The donated collection comes from the family of Mark Jensen of Bemidji, who inherited the collection from his parents, Melvin and Clarice Jensen of Baron, Wis.
"My folks were amateur scientists and geologists. They had a tremendous love of geology," said Mark Jensen.
As a child, Jensen traveled to the western United States in the 1960s with his parents to explore the geological formations of the area for dinosaur bones and rocks.
"My parents put together these cases of rocks that they found wherever they traveled and they would show them to people and take them to schools to teach the kids," Jensen said.
The collection also includes a 25- to 30-million-year-old turtle shell Jensen found while exploring Chalky Buttes, N.D., with his father and uncle.
The HSC's current geology exhibit consists of several cupboards packed full of miscellaneous rocks that have been collected over the years.

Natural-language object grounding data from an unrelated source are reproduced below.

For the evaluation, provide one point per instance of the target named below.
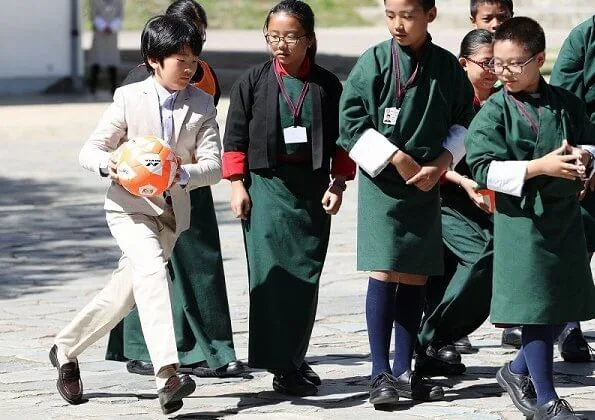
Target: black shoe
(230, 370)
(176, 388)
(309, 374)
(573, 346)
(293, 383)
(555, 409)
(140, 368)
(383, 390)
(69, 382)
(415, 387)
(429, 366)
(520, 388)
(511, 337)
(444, 352)
(463, 345)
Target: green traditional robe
(574, 70)
(541, 267)
(398, 225)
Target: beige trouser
(142, 278)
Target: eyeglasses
(485, 65)
(513, 69)
(289, 40)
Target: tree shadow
(51, 233)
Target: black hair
(303, 13)
(190, 9)
(425, 4)
(524, 31)
(474, 40)
(166, 35)
(474, 4)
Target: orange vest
(207, 83)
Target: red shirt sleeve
(234, 163)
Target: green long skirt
(199, 298)
(286, 239)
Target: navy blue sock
(380, 316)
(409, 302)
(538, 342)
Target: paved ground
(56, 252)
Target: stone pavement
(56, 253)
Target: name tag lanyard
(527, 116)
(297, 108)
(400, 88)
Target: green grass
(243, 14)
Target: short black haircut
(524, 31)
(425, 4)
(166, 35)
(190, 9)
(474, 4)
(474, 40)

"It's a great collection, but it's difficult to educate people. There's some really nice examples, but there's just too many of one kind and not enough of another," said HSC volunteer Gary Lockner.
Lockner has spent much of his time lately sorting through the current minerals and rocks collection at the HSC. Lockner hopes the new exhibit will help make it easier for people to become educated on rocks.
The donated Jensen collection is to be put in a new exhibit at the HSC, which will require time and money.
The HSC received a grant from NASA that partners with the geology department at Bemidji State University. The grant provides funding for earth science research and exhibits.
"With this grant we hope to create an excellent rock and mineral exhibit so that by 2010 we can put teachers at the HSC who will be able to use the display," said Tim Kroeger, professor of geology at Bemidji State University.
The donated collection is at the HSC for viewing, but the new geology exhibit will not be ready for several months.